尾行者がいる商人と知り合いになった。千扇堂の藤吉。藤吉は五年前、友達・十蔵と金貸しのところに盗みに入った。主は殺されていた。二人は五十両を奪って逃走。すぐ殺しの犯人は捕まり獄死した。五十両の在処は分らないまま殺して金を奪ったことになっていた。二人は店を持った。今、藤吉と十蔵は盗みで脅迫されていた。栄次郎は新八に手伝って貰い、脅迫しているのが、岡っ引き・段平と元同心・蓮見常五郎だと突き止めた。蓮見は殺しと脅迫は自分が首謀者だとして自死した。段平と小者は遠島になった。脅迫された金は返ってきた。脅迫は無かったものとされ、五年前の盗みの二人のことも無かった事となった。

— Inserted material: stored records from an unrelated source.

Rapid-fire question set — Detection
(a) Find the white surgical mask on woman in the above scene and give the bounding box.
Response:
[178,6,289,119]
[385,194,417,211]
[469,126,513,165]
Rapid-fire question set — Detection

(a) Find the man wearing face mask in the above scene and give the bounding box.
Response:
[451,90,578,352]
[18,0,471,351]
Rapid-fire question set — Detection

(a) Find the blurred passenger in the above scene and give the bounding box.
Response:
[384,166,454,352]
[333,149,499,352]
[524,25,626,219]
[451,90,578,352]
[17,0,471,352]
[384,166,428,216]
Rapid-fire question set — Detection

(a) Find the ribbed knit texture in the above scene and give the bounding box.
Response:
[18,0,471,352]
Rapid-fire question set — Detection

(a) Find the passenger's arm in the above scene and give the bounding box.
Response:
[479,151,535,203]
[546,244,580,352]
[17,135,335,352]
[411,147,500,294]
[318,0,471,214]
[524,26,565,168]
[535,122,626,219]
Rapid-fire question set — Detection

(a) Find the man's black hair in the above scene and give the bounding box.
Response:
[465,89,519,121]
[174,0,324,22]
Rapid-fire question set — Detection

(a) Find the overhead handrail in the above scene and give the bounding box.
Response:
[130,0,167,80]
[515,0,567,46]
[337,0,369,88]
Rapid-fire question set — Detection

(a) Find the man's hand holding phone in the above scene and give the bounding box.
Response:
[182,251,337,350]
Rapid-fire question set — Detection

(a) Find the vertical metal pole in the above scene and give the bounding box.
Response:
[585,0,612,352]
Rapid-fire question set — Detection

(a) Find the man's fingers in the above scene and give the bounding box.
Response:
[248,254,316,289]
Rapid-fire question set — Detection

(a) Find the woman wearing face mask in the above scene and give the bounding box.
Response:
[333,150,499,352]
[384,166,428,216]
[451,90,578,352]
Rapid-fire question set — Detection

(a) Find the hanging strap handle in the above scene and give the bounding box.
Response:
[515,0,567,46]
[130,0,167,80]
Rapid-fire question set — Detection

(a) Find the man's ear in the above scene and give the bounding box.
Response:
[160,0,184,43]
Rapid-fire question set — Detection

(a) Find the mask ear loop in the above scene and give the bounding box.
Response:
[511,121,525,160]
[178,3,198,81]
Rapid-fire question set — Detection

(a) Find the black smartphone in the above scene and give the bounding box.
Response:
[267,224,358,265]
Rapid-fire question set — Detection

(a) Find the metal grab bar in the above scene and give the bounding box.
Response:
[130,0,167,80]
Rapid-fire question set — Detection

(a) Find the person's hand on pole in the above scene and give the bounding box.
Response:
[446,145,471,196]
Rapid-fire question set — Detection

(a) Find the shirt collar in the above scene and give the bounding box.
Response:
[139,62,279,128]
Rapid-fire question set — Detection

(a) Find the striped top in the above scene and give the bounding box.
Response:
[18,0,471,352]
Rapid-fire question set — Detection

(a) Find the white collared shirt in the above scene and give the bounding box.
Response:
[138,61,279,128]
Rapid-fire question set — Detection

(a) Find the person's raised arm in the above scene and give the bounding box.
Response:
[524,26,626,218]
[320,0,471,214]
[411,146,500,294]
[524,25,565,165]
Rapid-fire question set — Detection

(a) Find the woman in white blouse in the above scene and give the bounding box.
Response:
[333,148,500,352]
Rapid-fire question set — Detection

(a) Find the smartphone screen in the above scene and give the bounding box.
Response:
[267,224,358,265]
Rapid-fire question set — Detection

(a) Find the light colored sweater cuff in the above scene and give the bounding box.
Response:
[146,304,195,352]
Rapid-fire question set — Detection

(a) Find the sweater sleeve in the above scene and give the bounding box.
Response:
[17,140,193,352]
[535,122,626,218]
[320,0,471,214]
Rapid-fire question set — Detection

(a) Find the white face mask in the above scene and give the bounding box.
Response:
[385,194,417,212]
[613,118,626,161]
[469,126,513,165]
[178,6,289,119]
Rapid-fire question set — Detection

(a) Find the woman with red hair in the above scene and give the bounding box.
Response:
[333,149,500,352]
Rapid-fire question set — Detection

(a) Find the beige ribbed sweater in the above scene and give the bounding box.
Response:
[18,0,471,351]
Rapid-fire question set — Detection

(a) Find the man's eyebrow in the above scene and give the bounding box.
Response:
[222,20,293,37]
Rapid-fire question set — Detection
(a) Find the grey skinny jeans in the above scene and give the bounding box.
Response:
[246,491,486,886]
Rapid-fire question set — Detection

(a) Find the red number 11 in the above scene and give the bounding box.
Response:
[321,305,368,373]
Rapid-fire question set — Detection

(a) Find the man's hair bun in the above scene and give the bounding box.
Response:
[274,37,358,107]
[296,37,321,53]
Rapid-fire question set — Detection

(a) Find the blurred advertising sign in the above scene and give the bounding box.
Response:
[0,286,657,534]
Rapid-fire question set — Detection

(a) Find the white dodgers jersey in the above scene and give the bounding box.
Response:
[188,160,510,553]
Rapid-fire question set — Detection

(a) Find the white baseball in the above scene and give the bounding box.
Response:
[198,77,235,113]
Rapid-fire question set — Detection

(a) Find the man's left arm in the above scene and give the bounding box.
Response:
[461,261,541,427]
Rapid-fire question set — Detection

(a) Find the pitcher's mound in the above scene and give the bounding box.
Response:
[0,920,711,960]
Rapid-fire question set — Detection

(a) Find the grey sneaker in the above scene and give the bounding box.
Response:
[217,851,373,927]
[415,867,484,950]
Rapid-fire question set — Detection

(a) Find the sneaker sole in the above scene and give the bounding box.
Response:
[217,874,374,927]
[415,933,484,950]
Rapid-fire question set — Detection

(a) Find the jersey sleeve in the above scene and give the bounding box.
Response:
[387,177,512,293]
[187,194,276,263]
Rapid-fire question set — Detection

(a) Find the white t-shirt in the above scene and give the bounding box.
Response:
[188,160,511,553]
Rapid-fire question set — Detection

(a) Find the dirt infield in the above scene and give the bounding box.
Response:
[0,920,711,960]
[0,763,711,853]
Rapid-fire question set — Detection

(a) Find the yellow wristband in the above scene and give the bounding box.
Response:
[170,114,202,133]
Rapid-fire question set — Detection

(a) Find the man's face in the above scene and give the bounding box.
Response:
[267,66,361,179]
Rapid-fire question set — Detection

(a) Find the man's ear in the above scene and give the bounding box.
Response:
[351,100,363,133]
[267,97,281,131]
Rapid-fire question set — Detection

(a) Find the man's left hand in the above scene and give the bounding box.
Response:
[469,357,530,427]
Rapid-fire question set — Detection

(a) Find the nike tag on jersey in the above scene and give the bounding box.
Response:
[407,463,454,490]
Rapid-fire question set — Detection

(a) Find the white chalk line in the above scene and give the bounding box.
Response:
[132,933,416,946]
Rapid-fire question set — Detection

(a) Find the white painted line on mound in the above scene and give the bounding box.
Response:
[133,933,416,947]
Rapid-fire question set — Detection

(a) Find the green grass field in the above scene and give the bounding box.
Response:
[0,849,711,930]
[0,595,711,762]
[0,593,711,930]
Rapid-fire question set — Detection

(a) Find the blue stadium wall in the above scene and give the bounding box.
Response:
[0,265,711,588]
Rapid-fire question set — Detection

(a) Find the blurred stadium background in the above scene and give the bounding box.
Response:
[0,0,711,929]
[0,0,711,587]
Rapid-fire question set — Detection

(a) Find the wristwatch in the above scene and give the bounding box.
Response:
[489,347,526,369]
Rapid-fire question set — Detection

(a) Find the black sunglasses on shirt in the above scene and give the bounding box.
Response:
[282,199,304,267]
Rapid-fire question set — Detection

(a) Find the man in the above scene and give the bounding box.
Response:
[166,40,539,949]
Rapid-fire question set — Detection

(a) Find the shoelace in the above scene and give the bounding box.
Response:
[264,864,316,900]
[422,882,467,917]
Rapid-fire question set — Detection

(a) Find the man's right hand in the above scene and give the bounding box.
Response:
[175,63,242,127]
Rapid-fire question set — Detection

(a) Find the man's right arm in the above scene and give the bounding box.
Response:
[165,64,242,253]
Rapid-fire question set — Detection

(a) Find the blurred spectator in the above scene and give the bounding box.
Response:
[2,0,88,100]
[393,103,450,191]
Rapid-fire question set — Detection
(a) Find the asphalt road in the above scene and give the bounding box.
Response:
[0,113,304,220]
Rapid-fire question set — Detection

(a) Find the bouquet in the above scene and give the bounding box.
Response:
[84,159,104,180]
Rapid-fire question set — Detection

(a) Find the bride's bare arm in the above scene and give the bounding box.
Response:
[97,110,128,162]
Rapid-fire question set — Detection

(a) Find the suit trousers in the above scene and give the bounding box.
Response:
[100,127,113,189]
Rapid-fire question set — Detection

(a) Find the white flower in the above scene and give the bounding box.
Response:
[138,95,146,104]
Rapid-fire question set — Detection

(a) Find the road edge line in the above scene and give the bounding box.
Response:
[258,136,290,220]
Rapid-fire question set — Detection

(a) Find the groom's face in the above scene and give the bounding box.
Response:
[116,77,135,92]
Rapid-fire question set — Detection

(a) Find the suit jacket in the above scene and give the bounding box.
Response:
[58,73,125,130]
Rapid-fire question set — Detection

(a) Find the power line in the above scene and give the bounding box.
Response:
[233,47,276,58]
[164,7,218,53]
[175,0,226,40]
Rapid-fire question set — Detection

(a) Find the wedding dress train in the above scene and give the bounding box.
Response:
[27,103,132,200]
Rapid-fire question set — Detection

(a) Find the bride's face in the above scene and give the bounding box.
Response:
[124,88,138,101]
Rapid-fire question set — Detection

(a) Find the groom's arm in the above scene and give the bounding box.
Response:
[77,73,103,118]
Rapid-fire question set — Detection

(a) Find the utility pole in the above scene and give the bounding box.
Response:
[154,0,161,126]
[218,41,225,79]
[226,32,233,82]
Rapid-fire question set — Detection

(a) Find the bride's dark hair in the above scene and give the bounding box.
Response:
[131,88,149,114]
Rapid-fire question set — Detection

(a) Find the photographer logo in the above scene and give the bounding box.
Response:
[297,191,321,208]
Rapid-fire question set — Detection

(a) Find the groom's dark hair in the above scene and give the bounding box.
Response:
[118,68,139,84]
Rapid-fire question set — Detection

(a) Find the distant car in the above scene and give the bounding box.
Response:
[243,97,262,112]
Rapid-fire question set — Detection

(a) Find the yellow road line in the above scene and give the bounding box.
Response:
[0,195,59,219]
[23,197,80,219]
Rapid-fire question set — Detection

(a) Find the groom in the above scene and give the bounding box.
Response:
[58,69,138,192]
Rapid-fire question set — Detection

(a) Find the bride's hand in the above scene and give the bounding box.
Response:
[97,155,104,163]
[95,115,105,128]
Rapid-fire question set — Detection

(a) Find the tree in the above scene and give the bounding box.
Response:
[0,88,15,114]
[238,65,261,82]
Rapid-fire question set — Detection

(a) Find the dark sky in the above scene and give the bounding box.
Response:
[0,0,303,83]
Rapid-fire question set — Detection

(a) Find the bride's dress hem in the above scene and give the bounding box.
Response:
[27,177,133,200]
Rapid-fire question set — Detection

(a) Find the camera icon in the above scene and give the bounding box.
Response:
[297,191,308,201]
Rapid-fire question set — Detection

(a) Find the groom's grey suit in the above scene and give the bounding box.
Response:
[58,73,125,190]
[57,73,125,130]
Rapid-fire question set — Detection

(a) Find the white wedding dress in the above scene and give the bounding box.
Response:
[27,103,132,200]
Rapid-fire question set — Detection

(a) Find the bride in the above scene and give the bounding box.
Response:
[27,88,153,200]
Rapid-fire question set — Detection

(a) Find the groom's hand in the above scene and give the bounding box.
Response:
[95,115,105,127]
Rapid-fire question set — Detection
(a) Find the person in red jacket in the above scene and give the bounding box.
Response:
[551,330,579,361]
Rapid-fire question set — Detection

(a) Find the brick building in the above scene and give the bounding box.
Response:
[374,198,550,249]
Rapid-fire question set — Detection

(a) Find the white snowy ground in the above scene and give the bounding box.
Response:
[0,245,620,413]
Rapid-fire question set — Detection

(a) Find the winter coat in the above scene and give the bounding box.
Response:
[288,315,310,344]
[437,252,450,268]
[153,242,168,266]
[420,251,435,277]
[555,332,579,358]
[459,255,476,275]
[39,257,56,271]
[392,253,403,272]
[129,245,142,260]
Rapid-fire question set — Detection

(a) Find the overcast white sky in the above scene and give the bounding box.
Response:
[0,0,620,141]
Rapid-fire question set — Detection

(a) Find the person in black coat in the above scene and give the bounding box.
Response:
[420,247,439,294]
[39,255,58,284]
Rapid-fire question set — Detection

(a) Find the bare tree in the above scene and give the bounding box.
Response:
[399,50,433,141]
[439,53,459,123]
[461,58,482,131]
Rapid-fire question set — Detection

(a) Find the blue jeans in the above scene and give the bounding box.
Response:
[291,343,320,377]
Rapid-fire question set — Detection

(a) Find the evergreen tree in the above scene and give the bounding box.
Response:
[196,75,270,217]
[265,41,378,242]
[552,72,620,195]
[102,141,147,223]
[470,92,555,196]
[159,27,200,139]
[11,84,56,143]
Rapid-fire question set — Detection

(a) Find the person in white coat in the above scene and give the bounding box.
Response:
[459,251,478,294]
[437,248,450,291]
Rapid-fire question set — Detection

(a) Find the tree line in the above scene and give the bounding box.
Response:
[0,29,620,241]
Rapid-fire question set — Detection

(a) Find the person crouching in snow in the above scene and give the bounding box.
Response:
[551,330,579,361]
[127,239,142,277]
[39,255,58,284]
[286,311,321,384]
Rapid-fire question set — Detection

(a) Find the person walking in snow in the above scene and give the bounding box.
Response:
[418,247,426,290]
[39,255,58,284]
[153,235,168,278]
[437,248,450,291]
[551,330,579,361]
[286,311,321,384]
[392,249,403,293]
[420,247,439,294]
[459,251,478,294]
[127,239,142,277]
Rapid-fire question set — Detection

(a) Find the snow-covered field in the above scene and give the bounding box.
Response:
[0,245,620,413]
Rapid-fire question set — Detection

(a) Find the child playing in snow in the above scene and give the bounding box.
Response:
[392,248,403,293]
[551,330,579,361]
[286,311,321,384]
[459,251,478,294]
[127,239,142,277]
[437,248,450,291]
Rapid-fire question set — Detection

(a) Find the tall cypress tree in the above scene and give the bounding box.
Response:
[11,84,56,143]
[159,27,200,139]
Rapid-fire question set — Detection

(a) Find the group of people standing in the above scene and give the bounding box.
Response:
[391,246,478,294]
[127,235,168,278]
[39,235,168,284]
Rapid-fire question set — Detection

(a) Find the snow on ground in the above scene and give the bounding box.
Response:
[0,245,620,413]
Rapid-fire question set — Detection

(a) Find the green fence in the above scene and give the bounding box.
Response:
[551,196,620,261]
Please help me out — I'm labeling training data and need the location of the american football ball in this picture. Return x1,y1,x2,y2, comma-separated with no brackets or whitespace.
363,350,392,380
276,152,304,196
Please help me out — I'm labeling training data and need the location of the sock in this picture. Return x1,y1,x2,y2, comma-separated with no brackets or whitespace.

栄次郎の兄・二百石の御家人・御徒目付の栄之進に再婚話があった。相手はある事件で知りあった書院番三千石の旗本大城清十郎の娘・美津だった。大城は栄次郎の出生の秘密・大御所治済の庶子だということをを知っているからこその身分違いの再婚話だった。美津を狙っていた旗本の家来が栄次郎の命を狙う。手首を使えない栄次郎を栄之進が守る。栄之進は美津を好きなのだが、縁組みを断ろうと思っている。美津も栄之進を気に入ってはいるのだが・・・。